Pity poor Newcastle fans having their emotions pulled around by the latest developments in the murky, year-long Saudi takeover torture.

Where do the chances of a Saudi Arabia funded revival at St James’ Park stand today?

Certainly no further forward, and possibly damaged, if that was possible.

Claims that Saudi ruler Prince Mohammed bin Salman personally lobbied PM Boris Johnson to force the Premier League to approve the £300m deal – denied by the Government – is a mere blip in a saga that continues to divide, enrage and intrigue.

Glory and goal celebrations, it most certainly isn’t.

“We expect the English Premier League to reconsider its wrong conclusion….” bin Salman is said to have written to Johnson.

There also came a warning that Anglo-Saudi relations would be damaged unless he got his way.



Fans deserve some clarity on the future ownership of Newcastle United

This appears to be an own goal by bin Salman. Among many.

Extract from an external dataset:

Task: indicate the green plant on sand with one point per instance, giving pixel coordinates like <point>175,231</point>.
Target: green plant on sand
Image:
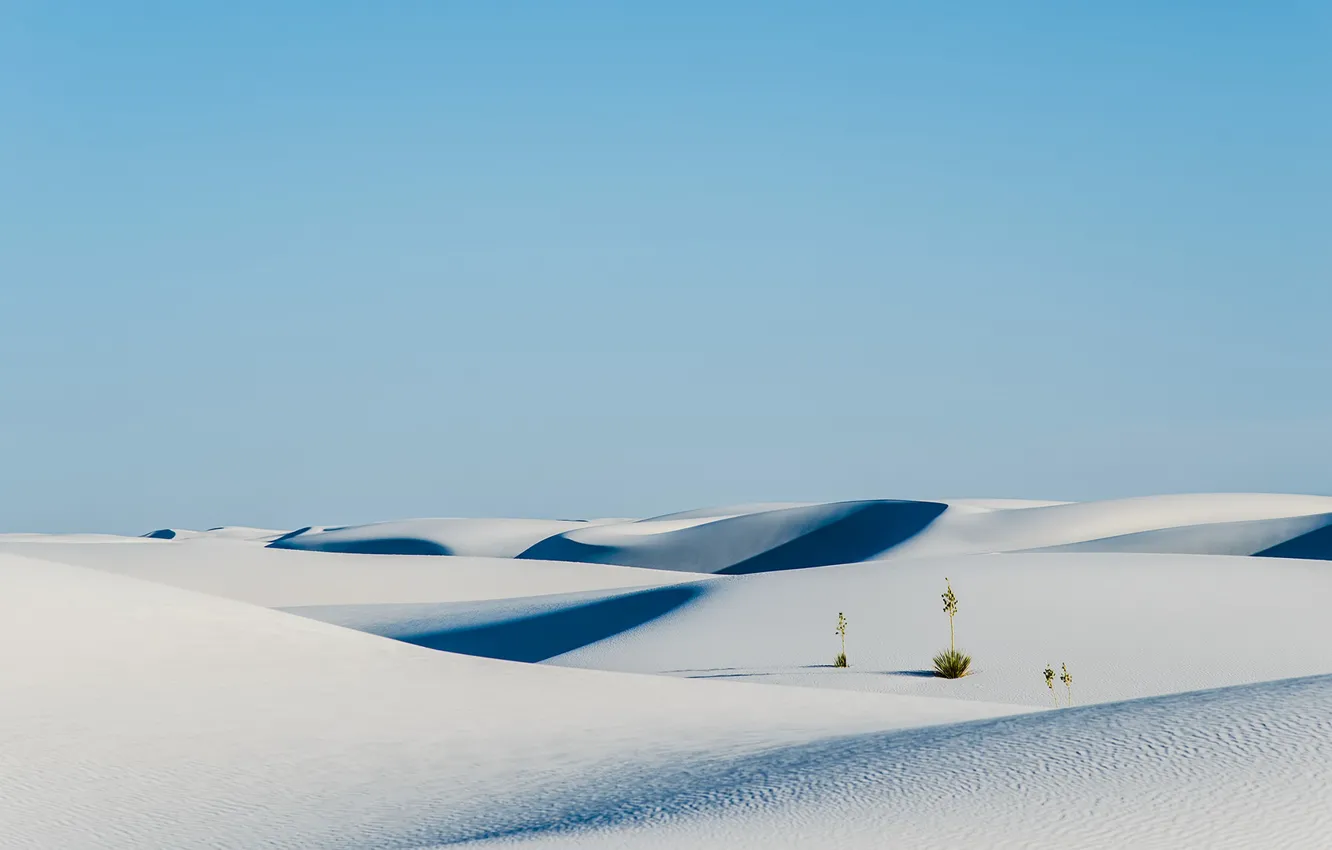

On one hand the Saudi government sovereign wealth vehicle, the Public Investment Fund, claim bin Salman, and the state, wouldn’t be the ultimate owner of Newcastle United, and that there is legal separation.

But here is the Crown Prince, who is also Chairman of the PIF, with several government ministers on the board, said to be making personal demands on its behalf, and linking it to Saudi trade.

There is already a load of evidence of MBS’s control over the PIF, including speeches and government propaganda, but this just adds another problematic layer for Mike Ashley’s current legal battle with the Premier League.

The irony of this latest twist, tied up in a wider story of back channel lobbying, is that it failed.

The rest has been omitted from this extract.